STANDARD: To establish a standard of practice that maintains appropriate systems and procedures necessary to protect the private and confidential health information of its patients and employees.
POLICY: In conjunction with its Mission, it is the policy of Lourdes Health Network (LHN) that all patient information is confidential.
PROCEDURE: LHN has developed a comprehensive, interdisciplinary Privacy Program, in accordance with federal regulations, that includes but is not limited to the following:
1. Implementation of Procedures that address:
A. Providing individuals with information about the uses and disclosures of their Protected Health Information (PHI), their rights and LHN’s legal responsibility)
B. The process for an individual to discuss concerns related to their PHI
C. Uses and disclosures LHN is permitted to make:
• With the authorization of the individual
• For the purposes of treatment, payment, or health care operations
• That generally do not require a consent or authorization from the individual, e.g. Public Health, abuse, subpoena.
D. The individual’s rights to:
• Access to PHI
• Request an accounting of Disclosures
• To request amendment of PHI
• For confidential communication
• Restrict the use and disclosure of PHI
E. Disclosures to group health plans and insurance providers
F. Limitations for use of PHI for marketing and fund raising
G. The use of PHI for a patient roster or directory
H. Communication with family, relatives, or friends
I. The use or disclosure of PHI to contracted business associates
J. What is included in the designated record set
K. De-identifying PHI
M. Retention of records
N. Other safeguards, e.g. faxing, e-mailing, viewing computer screens, white boards, website privacy, security of medical records, confidentiality statements signed by staff
Informing the individual of his/her rights and LHN’s responsibilities with respect to Protected Health Information (PHI.) The Notice of Privacy Practices (Notice) will be offered to all individuals at the first delivery of service and contains elements in accordance with applicable privacy requirements under State and Federal law.
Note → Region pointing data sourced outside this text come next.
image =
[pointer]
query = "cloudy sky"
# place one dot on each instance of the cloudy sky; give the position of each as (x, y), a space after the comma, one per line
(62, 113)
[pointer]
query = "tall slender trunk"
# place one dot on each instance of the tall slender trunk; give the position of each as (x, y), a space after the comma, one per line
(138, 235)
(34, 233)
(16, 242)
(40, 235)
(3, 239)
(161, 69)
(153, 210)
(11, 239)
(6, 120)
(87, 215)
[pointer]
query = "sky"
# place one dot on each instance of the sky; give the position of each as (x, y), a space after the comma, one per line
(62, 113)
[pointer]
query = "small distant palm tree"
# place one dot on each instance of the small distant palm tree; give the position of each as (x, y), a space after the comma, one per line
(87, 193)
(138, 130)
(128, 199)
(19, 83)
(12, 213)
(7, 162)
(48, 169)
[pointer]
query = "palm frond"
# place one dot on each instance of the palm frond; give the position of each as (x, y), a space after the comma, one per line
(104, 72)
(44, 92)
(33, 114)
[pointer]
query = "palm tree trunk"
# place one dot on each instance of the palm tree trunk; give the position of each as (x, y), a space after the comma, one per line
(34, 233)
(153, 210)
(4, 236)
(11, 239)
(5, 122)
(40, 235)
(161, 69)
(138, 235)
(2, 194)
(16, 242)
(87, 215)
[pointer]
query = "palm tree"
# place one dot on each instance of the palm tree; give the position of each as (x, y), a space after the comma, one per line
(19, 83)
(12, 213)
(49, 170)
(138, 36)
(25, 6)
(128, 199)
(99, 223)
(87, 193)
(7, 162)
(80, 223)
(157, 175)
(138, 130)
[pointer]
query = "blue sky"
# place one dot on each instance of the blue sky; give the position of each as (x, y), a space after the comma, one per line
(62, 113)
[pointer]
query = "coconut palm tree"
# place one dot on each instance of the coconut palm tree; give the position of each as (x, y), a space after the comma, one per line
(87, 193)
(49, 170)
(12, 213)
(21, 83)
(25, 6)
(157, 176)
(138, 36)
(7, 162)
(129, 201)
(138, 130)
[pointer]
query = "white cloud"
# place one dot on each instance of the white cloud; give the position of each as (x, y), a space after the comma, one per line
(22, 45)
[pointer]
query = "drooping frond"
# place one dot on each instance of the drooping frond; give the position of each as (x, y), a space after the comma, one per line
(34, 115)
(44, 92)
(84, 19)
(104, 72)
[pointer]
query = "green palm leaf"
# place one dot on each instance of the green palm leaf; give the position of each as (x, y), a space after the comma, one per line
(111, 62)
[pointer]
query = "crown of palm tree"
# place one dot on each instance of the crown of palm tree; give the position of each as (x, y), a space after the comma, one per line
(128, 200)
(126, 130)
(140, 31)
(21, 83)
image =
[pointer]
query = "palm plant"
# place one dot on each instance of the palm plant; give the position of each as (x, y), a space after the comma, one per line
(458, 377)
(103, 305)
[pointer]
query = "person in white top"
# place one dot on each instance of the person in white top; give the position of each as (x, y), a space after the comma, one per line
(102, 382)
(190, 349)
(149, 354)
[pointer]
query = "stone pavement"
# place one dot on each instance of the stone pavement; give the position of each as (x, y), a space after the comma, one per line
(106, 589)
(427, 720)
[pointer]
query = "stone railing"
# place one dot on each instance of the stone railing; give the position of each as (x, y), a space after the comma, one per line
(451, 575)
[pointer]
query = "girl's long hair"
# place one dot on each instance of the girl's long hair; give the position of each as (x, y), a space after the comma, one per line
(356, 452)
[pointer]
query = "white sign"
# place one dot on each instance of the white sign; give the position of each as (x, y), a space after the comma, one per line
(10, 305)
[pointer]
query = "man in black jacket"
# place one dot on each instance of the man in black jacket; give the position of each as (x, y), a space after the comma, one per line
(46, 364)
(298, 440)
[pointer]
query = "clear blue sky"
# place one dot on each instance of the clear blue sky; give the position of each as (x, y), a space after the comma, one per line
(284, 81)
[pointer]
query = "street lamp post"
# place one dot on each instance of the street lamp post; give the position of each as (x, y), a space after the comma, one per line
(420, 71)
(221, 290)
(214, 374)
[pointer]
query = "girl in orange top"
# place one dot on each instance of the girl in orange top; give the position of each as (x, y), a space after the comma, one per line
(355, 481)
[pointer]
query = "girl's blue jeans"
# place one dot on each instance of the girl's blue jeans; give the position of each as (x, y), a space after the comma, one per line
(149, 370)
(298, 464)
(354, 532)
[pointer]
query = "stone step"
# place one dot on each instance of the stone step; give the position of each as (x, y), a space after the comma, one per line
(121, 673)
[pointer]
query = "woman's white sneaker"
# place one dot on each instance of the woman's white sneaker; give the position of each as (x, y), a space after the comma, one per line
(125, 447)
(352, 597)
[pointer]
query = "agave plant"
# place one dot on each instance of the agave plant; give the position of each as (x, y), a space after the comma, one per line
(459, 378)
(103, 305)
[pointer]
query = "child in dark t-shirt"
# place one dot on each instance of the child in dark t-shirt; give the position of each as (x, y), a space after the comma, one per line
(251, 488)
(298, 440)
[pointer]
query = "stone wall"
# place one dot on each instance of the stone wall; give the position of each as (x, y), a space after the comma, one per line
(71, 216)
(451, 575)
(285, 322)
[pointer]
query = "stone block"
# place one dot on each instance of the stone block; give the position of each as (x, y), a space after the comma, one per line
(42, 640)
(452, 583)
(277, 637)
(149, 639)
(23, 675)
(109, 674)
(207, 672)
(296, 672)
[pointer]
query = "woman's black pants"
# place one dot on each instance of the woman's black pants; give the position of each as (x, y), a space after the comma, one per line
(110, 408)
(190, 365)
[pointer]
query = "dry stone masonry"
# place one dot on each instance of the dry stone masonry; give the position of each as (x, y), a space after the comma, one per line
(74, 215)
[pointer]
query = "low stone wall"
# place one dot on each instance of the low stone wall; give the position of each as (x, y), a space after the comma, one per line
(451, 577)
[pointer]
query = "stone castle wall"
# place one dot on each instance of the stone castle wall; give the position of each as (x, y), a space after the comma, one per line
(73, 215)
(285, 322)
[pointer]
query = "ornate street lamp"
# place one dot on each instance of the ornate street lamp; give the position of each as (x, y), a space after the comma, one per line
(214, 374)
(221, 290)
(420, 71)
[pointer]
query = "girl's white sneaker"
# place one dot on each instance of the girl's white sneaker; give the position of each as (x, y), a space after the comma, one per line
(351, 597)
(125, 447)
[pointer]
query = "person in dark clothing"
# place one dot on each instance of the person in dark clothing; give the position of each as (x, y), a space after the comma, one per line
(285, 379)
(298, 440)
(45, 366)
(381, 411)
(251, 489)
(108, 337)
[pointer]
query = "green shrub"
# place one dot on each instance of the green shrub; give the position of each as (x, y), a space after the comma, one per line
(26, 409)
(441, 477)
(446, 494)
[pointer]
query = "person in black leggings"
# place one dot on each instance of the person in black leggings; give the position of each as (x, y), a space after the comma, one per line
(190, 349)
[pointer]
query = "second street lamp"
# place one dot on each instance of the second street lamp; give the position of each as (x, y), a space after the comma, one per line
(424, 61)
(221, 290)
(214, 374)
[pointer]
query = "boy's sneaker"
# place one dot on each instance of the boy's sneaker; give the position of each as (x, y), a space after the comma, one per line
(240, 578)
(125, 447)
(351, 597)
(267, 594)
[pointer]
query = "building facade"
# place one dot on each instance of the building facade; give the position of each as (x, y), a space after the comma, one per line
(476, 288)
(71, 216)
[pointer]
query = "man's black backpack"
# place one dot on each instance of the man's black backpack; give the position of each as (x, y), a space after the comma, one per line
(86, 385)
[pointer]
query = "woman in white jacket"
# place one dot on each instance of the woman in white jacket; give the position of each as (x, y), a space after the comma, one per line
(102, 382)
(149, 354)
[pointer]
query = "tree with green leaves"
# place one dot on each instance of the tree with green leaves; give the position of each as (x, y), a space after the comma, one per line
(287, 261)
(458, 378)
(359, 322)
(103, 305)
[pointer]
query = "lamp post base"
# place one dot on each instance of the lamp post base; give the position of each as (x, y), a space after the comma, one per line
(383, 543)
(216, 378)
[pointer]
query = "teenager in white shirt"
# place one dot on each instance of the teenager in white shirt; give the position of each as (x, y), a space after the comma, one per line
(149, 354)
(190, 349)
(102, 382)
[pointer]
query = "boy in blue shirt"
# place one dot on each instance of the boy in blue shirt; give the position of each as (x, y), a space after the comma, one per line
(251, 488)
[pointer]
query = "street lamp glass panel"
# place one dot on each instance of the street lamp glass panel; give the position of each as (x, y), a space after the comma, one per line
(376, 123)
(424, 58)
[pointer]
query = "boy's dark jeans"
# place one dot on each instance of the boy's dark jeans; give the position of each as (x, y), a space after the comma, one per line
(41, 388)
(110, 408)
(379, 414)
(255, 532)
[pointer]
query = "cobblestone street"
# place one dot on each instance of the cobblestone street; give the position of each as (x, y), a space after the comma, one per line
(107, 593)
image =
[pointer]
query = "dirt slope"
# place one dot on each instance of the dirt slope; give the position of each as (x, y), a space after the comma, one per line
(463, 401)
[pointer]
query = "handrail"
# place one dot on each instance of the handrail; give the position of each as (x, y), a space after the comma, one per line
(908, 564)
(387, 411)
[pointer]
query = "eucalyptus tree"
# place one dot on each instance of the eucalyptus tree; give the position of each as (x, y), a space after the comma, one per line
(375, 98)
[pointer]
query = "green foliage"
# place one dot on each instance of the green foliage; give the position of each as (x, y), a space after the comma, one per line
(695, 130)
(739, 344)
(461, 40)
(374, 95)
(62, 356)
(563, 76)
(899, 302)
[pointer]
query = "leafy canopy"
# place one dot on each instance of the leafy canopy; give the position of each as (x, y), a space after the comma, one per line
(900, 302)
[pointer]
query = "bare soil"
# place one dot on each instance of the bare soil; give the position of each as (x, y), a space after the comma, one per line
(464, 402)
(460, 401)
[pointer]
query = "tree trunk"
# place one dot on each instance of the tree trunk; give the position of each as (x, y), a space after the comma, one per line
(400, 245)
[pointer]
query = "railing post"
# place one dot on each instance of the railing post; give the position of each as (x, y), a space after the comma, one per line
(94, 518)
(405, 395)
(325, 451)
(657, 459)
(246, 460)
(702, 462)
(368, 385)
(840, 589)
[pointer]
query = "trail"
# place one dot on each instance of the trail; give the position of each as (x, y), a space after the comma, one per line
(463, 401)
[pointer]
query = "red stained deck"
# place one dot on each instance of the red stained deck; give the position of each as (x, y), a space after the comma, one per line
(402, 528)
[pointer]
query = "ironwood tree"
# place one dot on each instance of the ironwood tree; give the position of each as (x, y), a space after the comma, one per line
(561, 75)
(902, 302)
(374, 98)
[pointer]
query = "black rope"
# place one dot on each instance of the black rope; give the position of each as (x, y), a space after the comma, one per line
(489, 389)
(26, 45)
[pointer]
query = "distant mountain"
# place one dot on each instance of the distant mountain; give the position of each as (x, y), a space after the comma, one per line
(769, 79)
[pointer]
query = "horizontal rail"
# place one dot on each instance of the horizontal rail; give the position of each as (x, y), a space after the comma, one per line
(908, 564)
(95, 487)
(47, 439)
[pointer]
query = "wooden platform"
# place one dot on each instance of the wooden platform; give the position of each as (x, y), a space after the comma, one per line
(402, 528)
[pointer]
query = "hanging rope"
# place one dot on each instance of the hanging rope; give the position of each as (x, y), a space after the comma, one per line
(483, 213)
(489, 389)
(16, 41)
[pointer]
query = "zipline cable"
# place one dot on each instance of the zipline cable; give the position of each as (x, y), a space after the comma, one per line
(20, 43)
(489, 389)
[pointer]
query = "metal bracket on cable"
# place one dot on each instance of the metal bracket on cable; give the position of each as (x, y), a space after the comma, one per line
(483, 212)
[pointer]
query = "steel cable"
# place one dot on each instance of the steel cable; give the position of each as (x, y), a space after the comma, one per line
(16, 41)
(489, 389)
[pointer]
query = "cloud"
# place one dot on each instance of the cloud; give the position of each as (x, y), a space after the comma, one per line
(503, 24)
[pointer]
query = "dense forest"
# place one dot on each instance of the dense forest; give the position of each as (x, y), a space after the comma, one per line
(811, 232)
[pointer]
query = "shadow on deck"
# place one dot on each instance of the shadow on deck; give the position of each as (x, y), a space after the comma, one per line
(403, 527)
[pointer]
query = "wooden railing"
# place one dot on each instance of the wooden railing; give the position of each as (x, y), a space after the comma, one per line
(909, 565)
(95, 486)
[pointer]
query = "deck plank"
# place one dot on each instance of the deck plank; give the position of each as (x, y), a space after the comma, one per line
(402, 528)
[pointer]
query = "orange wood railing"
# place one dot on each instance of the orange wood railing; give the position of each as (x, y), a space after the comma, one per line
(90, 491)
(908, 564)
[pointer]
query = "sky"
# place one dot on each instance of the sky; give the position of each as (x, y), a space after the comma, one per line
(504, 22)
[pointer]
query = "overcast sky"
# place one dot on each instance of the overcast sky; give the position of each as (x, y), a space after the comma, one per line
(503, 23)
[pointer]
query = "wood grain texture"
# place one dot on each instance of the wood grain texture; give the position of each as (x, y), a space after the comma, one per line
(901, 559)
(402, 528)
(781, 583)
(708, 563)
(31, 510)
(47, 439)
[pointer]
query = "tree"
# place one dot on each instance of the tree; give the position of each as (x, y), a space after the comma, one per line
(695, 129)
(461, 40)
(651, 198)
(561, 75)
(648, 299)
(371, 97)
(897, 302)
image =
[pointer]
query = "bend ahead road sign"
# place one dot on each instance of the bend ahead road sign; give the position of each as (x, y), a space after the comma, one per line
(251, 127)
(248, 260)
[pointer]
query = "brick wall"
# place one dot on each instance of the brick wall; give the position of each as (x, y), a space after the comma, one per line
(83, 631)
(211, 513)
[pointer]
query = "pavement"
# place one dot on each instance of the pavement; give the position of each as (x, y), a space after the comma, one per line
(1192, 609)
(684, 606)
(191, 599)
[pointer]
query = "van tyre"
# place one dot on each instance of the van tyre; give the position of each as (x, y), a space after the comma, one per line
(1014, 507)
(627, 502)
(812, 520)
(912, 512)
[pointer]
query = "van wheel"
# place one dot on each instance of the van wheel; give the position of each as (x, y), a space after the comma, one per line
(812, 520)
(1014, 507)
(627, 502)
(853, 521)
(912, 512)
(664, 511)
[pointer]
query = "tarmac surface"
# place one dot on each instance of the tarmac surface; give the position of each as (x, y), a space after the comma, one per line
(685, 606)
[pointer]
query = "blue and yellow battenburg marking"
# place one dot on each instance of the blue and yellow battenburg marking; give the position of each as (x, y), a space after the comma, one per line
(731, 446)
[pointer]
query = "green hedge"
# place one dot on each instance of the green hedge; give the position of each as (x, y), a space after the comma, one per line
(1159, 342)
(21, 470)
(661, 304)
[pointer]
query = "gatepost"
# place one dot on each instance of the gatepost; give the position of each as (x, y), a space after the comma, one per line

2. Appointment by the Chief Executive Officer of a Privacy Officer to oversee LHN’s privacy program. The Privacy Officer oversees the development, implementation, maintenance of and adherence to privacy principles, policies and procedures covering the privacy of, and access to, protected health information (PHI) in compliance with federal and state laws and LHN’s information privacy practices. The Privacy Officer is responsible for coordinating all corporate activities with privacy implications, as well as monitoring all of the organization’s services and systems to assure meaningful privacy practices. The Privacy Officer also advocates and protects patient privacy by serving as a key privacy advisor for patients, handling disputes and managing patient requests regarding their PHI.
3. Appointment by the Chief Executive Officer of an Information Security Officer to oversee design, development, and implementation of security changes and enhancements to the Information Technology (IT) computing environments in LHN. The Information Security Officer, working with the Privacy Officer, is responsible for determining appropriate security measures and creating policies and procedures that monitor and control access to system resources and data. The Information Security Officer updates security standards as necessary and is responsible for the prevention, detection, containment and correction of security breaches.
State Law Pre-Emption Note: The Privacy Program Policies have been prepared for the purpose of satisfying Federal privacy requirements under the privacy regulations adopted pursuant to the Health Insurance Portability and Accountability Act of 1996. Efforts have been made to also reflect State law requirements. Section 160.203 of the privacy regulations provides that the Federal privacy regulations generally pre-empt contrary State law requirements. However, there are certain identified situations in which State laws are not pre-empted, including, without limitation, situations in which a State law related to the privacy of health information is more stringent than the corresponding Federal privacy requirement.